About how the segment duration and each track's duration are calculated
Looking at the new track statistics tags generated by mkvmerge you may notice that neither of the track's duration matches the segment duration in the global segment info block.
Calculating the segment duration
mkvmerge has always calculated the segment's duration (the file's duration) with a simple metric: it's the difference between the highest end timecode of all the packets in the segment and the lowest start timecode of all packets in the segment. The end timecode of a packet is calculated as its start timecode + its duration.
Note that the very last packet in the segment doesn't have to be the one with the highest end timecode. Due to the packet ordering of B frames (packets are ordered in decode order but timestamped in display order meaning you can get sequences such as I@0ms P@120ms B@40ms B@80ms…) earlier packets may have higher end timecodes than the last packets.

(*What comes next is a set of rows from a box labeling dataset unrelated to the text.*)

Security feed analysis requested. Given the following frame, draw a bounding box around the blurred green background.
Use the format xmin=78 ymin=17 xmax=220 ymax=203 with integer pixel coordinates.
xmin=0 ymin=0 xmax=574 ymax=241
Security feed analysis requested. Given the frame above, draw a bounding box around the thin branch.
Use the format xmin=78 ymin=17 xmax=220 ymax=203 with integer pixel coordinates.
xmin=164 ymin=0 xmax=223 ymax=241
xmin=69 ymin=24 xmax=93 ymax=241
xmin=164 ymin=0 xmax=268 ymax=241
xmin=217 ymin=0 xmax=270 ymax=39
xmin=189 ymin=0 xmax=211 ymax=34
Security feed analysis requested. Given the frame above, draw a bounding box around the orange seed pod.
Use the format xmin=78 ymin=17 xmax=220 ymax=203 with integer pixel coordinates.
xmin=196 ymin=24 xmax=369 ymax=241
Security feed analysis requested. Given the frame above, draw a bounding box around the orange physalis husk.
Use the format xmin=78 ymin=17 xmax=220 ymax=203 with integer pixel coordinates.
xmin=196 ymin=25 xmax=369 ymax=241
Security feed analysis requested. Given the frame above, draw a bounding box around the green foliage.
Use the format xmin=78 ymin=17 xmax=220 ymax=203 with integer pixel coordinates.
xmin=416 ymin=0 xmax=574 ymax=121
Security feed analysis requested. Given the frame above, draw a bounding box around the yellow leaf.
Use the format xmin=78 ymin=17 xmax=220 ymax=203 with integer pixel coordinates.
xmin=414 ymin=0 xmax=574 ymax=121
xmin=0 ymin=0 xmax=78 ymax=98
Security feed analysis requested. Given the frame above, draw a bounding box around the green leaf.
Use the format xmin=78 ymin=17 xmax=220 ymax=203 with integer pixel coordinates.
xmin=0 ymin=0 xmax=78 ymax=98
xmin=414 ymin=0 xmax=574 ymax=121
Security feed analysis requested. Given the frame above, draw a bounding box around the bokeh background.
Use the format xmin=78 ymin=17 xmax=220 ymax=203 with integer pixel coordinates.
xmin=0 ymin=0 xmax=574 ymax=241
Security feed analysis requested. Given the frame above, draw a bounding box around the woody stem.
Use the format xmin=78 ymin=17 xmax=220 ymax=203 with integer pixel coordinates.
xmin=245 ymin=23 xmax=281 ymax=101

Note also that the packet's duration is often not immediately obvious from looking at e.g. mkvinfo's output. A packet's duration can be derived from multiple factors:
an explicit duration element present in the packet's block structure,
the track's default duration,
the implicit difference between the current and the following packet in display order.
Calculating each track's duration
The method for calculating a track's duration matches the one for calculating the segment's duration: it's the difference between the highest end timecode of all the packets from this track in the segment and the lowest start timecode of all packets from this track in the segment. The only difference is that only packets for this track are considered during the calculation while the calculation for the segment's duration looks at all packets regardless of which track they belong to.
Putting it all together
Most of the time no track will have exactly the same duration as the segment. The video and audio tracks may come close, but often enough the audio starts a bit later than the video but extends a bit further.
Another factor are subtitle tracks. Often their very first packet occors after quite some time has elapsed already (e.g. after the first couple of minutes), and their last packets are usually visible long before the video as a whole ends (e.g. before the credits). Therefore subitle tracks are much shorter than the whole segment.